Improper governance can also result in “policy sprawl,” where overlapping or redundant rules result in confusion and reduce development speed rather than enabling it. To overcome these challenges, organizations must invest in technical yet thoughtful approach to change management, integration strategy, and performance tuning.
The future: Governance-as-Code in the cloud-native era
The trajectory from IaC to PaC is evolving into Governance-as-Code (GaC), where compliance, risk, and security policies are codified, automated, and integrated into every stage of the cloud lifecycle.

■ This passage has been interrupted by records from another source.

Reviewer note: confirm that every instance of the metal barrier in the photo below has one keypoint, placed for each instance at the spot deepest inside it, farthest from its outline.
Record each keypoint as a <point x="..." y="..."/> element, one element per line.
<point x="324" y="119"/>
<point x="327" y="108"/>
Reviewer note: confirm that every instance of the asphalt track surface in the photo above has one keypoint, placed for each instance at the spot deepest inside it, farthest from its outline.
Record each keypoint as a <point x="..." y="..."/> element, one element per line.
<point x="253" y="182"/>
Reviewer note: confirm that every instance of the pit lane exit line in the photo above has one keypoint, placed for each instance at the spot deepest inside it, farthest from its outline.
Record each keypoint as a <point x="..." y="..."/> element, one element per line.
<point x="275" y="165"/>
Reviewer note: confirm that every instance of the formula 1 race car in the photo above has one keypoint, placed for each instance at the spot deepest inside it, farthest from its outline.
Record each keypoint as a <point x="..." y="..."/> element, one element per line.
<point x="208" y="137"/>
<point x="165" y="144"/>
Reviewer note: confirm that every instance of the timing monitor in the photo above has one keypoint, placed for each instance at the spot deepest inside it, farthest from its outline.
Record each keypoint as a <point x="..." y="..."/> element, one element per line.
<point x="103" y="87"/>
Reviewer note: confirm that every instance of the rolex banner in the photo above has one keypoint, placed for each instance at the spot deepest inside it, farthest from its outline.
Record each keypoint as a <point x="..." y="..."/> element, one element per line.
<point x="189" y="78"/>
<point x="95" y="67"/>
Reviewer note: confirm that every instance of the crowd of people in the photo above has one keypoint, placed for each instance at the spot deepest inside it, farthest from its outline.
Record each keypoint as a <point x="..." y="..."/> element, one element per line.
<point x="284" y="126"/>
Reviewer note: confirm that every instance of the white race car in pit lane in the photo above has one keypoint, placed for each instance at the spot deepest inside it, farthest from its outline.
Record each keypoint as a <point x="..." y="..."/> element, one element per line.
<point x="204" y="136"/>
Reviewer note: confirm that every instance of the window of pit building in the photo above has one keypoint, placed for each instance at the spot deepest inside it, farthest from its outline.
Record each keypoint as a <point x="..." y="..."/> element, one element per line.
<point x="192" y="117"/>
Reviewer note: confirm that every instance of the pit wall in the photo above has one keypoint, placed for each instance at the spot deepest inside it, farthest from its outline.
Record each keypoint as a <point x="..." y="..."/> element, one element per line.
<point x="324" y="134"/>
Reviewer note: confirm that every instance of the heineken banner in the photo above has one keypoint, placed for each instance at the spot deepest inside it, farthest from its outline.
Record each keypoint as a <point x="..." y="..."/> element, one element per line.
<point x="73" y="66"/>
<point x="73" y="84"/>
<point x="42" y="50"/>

Key trends shaping the future include:
- AI-driven policy recommendations to detect risky patterns and suggest guardrails
- Cross-cloud policy federation across AWS, Azure, GCP, and private clouds
- Integration with FinOps to ensure cost optimization and sustainability
- Zero-trust by default to every API call and workload interaction
Tools like Terraform, Pulumi, OPA, and Cerbos are expected to converge to create an end-to-end governance automation, thus ensuring enterprises are able to scale multi-cloud operations securely and confidently.
Conclusion
The move from Infrastructure-as-Code to Policy-as-Code is the next logical step in cloud-native evolution. While IaC tools like Terraform and Pulumi automate infrastructure provisioning, PaC solutions like OPA and Cerbos enforce compliance, security, and governance at scale.
As enterprises juggle multiple clouds, regulations, and identities, codifying governance as become an integral component. Organizations can unlock the agility of cloud by embracing IaC and PaC together while staying firmly within the guardrails of compliance.
The result? Faster innovation, stronger security, and governance that scales as seamlessly as the infrastructure it protects.